A
histogram is a graphical representation of the distribution of numerical data. This can be used when working with a lot of data. The purpose of a histogram is to graphically summarize the distribution of a data set.
In fact, this representation is a specialized version of the bar chart used in excel. The possible values of the selected variable are represented on the horizontal axis. Frequencies are represented on the vertical axis.
Individual data are grouped into classes so that we get an idea of how often the data occurs in each class.
The histogram is a very often used tool when working with continuous data. It shows the position, shape and variation of the data. It also helps us observe changes in processes and is used to clarify Process Capability.
To build a histogram we must follow the steps:
- Plot and name the x-axis and y-axis. In the case of Graph 0, the x-axis is called "Customer satisfaction" and the y-axis is called "frequency %";
Graf 0
- Choose the number of classes (also called intervals or bins) and name them.
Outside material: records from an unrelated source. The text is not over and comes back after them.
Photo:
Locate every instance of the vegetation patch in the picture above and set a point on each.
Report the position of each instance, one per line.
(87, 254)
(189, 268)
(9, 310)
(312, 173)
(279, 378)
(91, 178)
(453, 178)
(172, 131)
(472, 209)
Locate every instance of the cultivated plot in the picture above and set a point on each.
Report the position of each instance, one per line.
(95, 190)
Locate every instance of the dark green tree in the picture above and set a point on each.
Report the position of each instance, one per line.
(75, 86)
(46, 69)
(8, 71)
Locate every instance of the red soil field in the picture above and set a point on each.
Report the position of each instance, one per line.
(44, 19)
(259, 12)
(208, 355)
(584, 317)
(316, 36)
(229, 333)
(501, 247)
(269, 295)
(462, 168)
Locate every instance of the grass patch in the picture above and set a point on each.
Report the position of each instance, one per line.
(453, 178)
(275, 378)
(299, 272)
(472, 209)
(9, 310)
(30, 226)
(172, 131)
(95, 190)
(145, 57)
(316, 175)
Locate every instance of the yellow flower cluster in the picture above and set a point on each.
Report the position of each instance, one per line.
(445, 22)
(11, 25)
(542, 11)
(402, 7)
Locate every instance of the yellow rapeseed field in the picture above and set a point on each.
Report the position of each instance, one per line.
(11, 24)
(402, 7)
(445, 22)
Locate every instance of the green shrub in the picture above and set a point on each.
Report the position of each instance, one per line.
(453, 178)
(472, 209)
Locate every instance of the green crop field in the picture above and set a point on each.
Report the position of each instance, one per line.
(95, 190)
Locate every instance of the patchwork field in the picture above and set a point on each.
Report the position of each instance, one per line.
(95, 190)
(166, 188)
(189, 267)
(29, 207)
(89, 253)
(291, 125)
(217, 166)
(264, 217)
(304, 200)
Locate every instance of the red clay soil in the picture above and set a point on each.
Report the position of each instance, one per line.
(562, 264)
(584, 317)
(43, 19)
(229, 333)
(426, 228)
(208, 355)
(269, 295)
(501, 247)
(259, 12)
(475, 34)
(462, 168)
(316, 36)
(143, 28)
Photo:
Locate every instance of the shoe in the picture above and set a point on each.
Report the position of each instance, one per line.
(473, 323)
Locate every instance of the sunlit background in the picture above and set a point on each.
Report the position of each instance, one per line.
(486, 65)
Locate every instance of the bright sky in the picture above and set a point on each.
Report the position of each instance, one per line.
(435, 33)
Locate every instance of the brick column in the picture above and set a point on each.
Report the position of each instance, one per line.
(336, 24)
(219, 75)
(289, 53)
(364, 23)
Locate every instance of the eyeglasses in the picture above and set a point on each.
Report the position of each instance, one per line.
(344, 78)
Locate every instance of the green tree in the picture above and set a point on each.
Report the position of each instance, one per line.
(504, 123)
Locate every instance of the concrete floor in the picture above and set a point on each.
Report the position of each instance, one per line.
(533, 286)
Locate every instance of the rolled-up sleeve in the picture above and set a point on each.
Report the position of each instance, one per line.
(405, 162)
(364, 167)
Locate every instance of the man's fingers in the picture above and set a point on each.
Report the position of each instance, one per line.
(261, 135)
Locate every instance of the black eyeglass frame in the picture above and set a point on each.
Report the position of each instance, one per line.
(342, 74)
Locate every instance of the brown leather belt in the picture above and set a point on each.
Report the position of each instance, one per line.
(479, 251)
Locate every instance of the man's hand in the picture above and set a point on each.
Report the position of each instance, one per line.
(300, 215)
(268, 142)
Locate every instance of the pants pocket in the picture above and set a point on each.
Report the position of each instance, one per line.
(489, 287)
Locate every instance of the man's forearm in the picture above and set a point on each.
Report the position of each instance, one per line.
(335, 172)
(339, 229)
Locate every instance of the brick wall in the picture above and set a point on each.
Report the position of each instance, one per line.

For the chosen example grouping into 5 is a good alternative.
- Count how many elements are in each class and then draw a rectangle on the graph that corresponds to the percentage of the total in that class. In this dataset, the first class (1) has 79 items, class (2) has 134, class (3) has 338, and so on. All these steps become only theory if we use MINITAB, because the histogram is built by it (see Graph 0).
Normally (for a normal distribution) a histogram as in Graph 1.
Graf 1
Of course there are other forms of histograms such as:
- skewed distribution with one "tail" longer than the other, to the left or to the right. (see Graph 2);
Graf 2
- distribution with two humps – (see Graph 3) – which most often indicates two distinct processes in the same data set;
Graf 3
- plateau type distribution – (see Graph 4) – which means that the process is not clearly defined.
Graf 4The histogram is one of the seven basic tools of quality control.